Whenever I talked with her, she was busy taking care of someone.  Her involvement in church was her greatest love outside of her family.  All the love and concern she had shown through the years came back to her when she began her final battle, and it was truly a battle, with cancer.  Her friends were there to offer love and constant support.

She was the perfect mother-in-law for my incorrigible son, Clayton, with her dry humor and big laugh.  She didn’t put up with any nonsense, but loved and cared for him until the end.  She loved Eliza, her little Precious, with all her heart.

She loved her family so very much and always talked about her sister and her family, her children and their families.  I always felt better after a call to Cathy.  We would worry and laugh and then go on with whatever life had dealt us.  We were good in-laws, once removed, that way.

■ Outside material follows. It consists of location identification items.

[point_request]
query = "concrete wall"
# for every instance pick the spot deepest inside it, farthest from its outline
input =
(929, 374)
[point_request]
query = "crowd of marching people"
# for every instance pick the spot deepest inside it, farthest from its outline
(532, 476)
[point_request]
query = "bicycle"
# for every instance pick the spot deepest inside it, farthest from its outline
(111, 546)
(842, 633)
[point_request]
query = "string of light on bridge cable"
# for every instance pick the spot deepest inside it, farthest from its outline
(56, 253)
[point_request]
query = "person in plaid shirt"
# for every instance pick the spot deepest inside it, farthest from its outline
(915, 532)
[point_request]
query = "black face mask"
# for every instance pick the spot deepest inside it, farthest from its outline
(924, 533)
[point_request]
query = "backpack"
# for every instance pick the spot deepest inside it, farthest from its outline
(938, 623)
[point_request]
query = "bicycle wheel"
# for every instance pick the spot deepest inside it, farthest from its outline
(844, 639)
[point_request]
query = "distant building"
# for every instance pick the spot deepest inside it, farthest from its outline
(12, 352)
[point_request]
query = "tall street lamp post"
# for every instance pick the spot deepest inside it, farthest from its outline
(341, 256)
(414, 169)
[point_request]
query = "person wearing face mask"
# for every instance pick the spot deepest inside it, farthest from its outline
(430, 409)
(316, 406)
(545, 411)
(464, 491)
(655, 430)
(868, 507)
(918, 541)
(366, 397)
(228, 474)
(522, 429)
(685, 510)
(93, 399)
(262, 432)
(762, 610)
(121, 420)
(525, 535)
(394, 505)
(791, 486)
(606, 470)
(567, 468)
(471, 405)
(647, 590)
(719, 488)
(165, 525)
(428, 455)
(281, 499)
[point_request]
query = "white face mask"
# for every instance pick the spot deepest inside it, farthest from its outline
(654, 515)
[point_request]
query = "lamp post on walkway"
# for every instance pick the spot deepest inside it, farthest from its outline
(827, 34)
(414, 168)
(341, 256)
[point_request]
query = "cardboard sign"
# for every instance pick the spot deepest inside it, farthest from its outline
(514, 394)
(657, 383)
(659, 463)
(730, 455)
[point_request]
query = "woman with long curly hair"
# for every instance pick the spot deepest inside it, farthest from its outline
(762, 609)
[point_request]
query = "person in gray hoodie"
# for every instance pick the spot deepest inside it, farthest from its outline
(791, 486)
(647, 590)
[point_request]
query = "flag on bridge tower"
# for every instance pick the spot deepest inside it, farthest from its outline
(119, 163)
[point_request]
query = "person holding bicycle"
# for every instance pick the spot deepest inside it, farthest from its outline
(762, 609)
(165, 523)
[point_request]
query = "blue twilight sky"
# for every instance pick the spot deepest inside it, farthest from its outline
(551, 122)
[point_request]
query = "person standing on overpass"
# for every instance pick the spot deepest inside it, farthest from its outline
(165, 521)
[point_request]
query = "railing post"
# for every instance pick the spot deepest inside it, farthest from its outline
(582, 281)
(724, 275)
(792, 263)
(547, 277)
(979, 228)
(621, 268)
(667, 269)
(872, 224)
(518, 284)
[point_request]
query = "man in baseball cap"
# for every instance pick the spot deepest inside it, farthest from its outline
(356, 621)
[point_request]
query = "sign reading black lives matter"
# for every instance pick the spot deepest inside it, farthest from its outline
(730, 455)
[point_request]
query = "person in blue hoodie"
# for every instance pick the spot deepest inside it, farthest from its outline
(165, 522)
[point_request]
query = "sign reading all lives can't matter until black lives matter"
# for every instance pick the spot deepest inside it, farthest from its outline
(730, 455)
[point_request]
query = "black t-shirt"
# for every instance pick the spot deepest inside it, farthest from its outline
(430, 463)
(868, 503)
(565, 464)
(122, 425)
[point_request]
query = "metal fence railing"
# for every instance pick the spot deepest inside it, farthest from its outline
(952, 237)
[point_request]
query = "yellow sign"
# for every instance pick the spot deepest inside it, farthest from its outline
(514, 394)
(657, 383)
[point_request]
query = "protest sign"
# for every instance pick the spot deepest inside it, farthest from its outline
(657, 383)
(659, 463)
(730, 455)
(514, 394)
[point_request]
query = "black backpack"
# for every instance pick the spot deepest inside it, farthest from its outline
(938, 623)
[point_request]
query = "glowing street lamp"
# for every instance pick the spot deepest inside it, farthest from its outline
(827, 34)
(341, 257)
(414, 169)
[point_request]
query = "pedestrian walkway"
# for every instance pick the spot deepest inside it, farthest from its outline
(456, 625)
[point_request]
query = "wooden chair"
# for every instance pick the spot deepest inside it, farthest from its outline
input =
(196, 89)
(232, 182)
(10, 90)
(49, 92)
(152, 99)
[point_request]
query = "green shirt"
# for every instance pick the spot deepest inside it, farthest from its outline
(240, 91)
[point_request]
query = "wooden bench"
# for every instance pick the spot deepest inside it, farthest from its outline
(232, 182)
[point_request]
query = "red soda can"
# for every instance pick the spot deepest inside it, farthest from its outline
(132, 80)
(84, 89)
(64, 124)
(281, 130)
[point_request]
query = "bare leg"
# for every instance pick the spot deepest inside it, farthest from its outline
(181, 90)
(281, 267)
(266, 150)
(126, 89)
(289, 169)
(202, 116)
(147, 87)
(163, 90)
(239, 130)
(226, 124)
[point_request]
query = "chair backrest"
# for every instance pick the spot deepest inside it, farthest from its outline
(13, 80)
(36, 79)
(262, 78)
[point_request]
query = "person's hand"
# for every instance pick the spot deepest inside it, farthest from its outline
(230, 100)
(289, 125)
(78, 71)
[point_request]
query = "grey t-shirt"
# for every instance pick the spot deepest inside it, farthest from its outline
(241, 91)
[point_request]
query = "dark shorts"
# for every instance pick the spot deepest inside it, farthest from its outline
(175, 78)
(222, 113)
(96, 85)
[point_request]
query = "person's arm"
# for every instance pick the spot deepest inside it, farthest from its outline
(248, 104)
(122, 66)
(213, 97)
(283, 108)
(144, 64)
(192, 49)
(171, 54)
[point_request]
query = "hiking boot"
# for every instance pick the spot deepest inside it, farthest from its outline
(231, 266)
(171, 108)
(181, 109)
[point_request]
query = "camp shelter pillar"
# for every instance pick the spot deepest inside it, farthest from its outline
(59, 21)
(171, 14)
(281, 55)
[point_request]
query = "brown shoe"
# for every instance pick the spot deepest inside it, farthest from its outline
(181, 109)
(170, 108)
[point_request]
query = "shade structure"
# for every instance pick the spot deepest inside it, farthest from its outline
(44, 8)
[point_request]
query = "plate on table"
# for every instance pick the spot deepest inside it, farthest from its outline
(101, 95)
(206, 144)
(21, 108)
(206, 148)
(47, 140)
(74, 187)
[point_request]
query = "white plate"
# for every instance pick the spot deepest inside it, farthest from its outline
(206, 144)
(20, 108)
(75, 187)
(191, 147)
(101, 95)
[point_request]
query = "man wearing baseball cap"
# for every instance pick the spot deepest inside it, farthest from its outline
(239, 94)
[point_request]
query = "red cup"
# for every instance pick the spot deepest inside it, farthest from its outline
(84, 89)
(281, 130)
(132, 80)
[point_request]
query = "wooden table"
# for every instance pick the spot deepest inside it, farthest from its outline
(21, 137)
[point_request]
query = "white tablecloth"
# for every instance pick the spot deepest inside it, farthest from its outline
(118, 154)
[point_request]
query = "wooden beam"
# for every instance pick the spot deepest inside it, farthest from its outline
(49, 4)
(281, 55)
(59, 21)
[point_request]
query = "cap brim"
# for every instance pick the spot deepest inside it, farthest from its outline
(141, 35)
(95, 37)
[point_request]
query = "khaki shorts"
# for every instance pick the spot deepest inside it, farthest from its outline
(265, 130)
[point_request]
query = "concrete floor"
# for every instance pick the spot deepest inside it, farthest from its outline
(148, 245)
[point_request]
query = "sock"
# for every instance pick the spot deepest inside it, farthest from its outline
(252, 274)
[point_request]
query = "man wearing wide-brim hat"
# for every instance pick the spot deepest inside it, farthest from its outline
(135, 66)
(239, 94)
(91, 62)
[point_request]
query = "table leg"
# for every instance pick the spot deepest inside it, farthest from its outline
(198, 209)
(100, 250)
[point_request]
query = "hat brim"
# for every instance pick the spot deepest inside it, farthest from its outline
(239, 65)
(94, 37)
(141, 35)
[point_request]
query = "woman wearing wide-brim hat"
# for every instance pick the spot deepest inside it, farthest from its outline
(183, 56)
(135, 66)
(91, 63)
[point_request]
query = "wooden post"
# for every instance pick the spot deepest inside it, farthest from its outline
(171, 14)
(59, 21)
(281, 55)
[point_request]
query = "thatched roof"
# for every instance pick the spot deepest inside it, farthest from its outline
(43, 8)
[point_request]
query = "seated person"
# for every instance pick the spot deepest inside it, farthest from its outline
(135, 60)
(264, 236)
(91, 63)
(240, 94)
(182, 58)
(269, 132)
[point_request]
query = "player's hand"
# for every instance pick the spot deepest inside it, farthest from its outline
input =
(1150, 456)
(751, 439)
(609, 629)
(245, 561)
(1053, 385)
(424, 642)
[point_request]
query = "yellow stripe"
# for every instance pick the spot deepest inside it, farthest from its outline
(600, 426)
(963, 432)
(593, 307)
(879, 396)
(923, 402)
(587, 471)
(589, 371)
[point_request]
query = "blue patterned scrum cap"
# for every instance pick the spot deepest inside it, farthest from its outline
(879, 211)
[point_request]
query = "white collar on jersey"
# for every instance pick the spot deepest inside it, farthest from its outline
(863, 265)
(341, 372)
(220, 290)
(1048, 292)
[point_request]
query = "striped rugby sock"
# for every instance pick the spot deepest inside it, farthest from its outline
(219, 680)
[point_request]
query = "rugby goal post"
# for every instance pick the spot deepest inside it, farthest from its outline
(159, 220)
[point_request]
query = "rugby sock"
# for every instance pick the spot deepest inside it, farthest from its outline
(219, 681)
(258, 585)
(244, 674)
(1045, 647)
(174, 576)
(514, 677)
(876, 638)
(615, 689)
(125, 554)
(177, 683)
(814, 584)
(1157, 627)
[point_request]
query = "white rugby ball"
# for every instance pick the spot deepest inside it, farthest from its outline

Her final months were full of pain and, I imagine, confusion and fear. Everything that could go wrong…did.  From surgery to infection to chemo and radiation to more infections, she kept going until her body had used all its resources.  We lost her this morning and those who knew her felt the gift of her release from all that she had suffered through.

I’m left as Eliza’s only grandparent and I feel the responsibility of sharing with her how great her other grandmother was.  At three, she knows her Grandma, but I want her to remember her as she gets older.

Cathy did a great job raising Whitney, who has to know that much of her strength came from her mother.  Cathy lives on through all who knew and loved her.  We are grateful to have known her and shared so much.